Summary: Great beer porn
Comment: Protz is well-known as a beer man and writes well - if a little predictably (I seem to have read some of this before in some of his other, many, tomes). But the pictures are fabulous and if you're a beer bore, a ticker or just fanatical about real ale, you'll love this on your coffee table, to make you yearn for a decent pint (or bottle) rather than the usual rubbish down the local.
However I do think there are better recent beer books - for instance Adrian Tierney-Jones' Big Book of Beer - produced also by CAMRA - is pretty damn excellent and very informative (I learned lots of new stuff from it). Also Pete Brown's Three Sheets to the Wind for one man's obsessive hunt for beer around the world.
So - this one's quite good, but there are better and more intersting books around on my favourite topic!
Customer Rating: 




Summary: If you drink REAL beer...
Comment: Like many people I have spent years willingly handing over good money for mass produced carbonated lager, often with no character or taste at all. More recently however, I have been trying more 'real' beer - both in pubs and by the bottle. I have come to love the taste and individuality of real ales, bitters, IPAs, Porters etc. The problem for me was where do you start? And, how do you know which of the literally hundreds of British beers will suit your tastes?This book has proved to be the solution to that problem for me. I picked it up after a beer festival where one of my local brewers was proudly showing off his entry and thoroughly recommended it is too.

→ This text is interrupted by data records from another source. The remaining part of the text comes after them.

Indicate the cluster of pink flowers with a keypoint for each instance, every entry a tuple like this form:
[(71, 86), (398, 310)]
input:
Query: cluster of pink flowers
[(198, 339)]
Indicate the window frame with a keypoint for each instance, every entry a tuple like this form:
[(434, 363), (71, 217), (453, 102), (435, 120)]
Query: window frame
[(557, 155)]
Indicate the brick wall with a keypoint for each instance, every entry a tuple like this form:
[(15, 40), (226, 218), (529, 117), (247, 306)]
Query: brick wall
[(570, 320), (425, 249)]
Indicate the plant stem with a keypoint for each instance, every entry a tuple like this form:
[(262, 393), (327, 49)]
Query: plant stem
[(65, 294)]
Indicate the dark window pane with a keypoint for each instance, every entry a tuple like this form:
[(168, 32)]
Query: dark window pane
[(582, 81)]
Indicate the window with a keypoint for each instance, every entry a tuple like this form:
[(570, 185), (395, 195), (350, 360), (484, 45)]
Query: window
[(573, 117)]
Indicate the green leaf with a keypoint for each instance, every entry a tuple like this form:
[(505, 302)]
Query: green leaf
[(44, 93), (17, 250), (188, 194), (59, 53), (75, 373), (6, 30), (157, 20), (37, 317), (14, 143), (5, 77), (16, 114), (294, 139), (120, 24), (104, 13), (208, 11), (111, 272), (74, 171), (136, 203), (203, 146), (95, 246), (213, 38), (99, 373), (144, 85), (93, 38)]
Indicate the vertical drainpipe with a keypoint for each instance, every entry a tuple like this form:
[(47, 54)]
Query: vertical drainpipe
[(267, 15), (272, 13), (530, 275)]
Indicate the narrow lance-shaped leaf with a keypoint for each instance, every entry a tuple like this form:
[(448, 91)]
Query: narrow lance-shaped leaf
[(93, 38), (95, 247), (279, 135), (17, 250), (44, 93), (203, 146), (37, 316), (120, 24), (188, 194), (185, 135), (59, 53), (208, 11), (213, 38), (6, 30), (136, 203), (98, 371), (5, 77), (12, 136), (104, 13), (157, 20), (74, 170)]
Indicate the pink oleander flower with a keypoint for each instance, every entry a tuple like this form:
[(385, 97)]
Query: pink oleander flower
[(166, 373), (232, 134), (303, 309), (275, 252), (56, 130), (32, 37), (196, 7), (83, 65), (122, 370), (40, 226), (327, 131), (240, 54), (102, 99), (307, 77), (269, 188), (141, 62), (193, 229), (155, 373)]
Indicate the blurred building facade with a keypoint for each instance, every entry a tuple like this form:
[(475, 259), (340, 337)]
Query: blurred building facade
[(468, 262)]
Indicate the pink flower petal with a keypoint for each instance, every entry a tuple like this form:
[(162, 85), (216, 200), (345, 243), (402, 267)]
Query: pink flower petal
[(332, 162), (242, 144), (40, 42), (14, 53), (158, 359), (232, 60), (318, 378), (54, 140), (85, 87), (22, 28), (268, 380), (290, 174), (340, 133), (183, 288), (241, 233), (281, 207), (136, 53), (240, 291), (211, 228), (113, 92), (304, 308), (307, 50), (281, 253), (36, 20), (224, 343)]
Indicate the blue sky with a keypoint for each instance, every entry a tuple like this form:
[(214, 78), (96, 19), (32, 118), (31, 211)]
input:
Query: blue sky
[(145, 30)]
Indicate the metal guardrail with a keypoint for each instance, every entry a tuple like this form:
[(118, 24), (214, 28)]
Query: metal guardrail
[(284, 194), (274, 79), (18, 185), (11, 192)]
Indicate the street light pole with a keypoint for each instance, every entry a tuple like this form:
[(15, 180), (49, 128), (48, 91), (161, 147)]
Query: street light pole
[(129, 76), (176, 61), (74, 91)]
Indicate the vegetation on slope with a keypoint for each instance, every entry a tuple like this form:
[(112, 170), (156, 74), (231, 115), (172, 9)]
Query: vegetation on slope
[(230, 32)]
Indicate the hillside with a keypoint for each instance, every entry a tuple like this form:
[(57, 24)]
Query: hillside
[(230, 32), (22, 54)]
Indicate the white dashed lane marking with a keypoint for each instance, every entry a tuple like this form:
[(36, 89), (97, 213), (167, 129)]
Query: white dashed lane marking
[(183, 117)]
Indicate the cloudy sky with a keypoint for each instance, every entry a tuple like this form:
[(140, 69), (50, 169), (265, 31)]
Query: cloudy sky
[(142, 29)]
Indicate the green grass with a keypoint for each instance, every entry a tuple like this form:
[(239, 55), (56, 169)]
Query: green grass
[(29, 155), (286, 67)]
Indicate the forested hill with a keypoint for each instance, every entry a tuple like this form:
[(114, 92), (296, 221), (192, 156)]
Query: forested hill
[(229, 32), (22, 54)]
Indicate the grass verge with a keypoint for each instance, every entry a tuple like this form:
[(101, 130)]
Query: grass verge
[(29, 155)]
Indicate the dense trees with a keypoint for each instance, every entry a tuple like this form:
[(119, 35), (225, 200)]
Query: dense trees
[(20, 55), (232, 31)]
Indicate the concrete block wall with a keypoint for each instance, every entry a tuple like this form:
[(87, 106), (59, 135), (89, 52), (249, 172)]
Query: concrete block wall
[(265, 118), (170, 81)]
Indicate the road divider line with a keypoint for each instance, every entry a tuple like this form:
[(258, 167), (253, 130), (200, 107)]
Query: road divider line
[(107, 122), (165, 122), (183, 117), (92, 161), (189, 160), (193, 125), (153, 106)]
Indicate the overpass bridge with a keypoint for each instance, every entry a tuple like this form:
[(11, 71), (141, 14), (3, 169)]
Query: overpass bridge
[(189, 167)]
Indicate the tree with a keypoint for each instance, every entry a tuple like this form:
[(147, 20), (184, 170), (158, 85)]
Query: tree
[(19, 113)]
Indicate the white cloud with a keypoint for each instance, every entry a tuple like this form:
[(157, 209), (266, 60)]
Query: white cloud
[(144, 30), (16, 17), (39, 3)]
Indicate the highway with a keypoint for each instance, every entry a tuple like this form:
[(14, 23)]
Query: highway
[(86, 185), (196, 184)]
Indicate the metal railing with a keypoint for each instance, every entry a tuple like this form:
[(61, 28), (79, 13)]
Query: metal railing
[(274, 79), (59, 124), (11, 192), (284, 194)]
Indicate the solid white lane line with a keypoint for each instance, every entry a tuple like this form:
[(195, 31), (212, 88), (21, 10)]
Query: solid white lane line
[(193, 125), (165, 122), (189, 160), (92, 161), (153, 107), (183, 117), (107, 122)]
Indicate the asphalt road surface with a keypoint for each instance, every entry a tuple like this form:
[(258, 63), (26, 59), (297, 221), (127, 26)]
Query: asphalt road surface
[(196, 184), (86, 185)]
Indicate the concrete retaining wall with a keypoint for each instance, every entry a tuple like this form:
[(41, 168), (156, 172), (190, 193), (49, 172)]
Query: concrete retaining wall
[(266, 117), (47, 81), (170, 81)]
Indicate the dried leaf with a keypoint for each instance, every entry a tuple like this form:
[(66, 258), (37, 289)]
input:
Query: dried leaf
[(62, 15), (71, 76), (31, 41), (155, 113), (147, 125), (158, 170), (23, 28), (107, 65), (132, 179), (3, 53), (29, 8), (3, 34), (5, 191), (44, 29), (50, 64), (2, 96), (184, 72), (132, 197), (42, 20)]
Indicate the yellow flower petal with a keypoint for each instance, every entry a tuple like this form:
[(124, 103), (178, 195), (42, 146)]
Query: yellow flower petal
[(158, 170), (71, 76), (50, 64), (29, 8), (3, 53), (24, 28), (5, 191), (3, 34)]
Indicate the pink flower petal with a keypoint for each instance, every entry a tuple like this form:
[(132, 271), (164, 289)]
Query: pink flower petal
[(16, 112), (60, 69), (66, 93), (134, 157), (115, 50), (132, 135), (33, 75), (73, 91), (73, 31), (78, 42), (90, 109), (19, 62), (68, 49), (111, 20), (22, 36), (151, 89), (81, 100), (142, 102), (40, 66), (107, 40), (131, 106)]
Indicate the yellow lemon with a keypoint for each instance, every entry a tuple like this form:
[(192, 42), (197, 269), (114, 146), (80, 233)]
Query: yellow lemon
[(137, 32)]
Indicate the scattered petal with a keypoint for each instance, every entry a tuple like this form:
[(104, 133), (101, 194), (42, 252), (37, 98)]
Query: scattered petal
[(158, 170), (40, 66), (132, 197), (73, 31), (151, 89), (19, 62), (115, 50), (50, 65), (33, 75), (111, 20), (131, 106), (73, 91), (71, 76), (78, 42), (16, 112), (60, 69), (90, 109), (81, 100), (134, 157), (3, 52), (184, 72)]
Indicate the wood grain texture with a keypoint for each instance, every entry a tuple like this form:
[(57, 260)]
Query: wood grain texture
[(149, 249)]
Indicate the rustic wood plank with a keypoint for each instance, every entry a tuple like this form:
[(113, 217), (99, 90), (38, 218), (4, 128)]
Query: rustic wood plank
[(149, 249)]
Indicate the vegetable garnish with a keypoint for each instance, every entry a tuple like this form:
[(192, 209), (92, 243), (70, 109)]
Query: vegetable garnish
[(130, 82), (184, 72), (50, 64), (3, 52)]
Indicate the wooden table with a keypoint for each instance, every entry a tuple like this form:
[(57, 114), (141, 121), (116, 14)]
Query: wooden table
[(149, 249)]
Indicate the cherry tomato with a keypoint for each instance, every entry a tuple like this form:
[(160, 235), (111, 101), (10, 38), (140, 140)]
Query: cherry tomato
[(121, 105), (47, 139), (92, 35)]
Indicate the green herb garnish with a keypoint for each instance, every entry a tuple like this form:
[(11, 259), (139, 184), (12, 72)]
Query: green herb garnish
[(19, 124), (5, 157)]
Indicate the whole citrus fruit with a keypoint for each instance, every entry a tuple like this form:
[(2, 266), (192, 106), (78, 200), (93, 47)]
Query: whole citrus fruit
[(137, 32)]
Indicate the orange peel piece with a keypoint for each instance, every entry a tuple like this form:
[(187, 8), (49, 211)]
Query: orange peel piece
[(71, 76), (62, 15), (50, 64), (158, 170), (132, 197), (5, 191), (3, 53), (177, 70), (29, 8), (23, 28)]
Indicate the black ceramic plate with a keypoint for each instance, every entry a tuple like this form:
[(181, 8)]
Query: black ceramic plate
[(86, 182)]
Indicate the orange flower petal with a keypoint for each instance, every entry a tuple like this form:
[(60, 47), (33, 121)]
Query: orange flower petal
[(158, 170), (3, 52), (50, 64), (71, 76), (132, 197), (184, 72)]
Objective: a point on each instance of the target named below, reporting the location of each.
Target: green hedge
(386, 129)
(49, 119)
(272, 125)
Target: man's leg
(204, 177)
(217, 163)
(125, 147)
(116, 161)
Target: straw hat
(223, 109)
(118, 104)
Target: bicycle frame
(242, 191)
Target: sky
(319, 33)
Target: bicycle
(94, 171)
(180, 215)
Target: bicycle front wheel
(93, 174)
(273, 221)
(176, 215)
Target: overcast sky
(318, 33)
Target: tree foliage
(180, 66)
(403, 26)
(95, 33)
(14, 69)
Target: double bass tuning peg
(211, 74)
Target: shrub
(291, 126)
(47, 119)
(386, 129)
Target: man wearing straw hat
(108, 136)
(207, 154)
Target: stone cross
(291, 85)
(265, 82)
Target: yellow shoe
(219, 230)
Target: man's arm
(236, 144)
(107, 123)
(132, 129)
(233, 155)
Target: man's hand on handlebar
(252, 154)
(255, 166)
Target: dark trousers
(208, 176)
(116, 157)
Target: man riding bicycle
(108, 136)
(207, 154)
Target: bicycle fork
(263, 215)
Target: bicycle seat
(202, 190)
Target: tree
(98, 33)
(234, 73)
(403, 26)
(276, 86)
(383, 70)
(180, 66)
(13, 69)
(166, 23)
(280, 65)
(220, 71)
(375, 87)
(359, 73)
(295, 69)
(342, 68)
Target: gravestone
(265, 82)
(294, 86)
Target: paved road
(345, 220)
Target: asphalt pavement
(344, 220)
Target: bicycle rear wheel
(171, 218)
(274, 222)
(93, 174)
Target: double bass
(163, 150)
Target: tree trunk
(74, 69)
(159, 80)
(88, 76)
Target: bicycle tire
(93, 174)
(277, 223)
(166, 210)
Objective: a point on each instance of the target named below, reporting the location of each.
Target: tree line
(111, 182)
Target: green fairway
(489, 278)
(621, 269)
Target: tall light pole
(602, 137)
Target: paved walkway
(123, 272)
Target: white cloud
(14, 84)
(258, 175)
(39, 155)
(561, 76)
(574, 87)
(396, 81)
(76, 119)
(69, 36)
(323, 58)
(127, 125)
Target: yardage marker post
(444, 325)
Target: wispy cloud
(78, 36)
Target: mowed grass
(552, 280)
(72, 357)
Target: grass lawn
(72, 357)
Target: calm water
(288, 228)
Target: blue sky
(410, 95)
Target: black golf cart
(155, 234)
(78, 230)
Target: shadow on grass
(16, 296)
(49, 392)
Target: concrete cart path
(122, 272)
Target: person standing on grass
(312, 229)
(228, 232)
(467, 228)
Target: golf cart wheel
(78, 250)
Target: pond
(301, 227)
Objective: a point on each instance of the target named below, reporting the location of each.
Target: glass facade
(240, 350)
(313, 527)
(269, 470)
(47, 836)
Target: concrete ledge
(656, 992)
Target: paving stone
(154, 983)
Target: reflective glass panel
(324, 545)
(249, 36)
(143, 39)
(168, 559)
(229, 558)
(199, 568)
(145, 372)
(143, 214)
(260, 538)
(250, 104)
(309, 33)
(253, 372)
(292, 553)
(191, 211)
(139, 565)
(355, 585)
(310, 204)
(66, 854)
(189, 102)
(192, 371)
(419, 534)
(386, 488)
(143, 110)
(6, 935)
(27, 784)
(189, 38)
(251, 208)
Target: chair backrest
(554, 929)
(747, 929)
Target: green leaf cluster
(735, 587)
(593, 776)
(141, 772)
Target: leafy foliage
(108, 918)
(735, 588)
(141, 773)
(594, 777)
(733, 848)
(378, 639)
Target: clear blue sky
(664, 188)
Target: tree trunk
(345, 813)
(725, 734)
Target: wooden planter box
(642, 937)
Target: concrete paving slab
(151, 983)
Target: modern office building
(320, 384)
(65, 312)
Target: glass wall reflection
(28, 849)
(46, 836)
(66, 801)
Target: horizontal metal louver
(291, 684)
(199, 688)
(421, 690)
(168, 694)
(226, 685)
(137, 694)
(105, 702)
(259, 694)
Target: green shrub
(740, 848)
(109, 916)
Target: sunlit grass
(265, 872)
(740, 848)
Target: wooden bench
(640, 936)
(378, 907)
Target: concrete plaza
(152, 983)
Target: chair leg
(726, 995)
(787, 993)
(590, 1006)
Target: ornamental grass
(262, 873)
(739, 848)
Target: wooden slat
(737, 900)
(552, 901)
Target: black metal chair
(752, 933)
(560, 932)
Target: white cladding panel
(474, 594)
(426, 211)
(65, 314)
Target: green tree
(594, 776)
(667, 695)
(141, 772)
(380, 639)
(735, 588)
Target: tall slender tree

The book is a veritable treasure trove of facts about these 300 beers which Protz has selected as his personal favourites. The beers are grouped into styles (of which there are many!) with each entry receiving a full page write-up. As well as a little background about the brewer and the qualities of the beer itself, there are helpful details on where to find the beer. Many of the beers are widely available in pubs or bottled in supermarkets whilst others from smaller brewers are regionally limited and a few downright scarce!
If you are happy with the standard chain-pub fizzy largers or the smoothflow branded bitters then this book is unlikley to hold your interest. However, if you are looking for more from your beer and have at least a passing interest in where it has come from, who made it and how, then this is a thoroughly recommended book! Cheers!!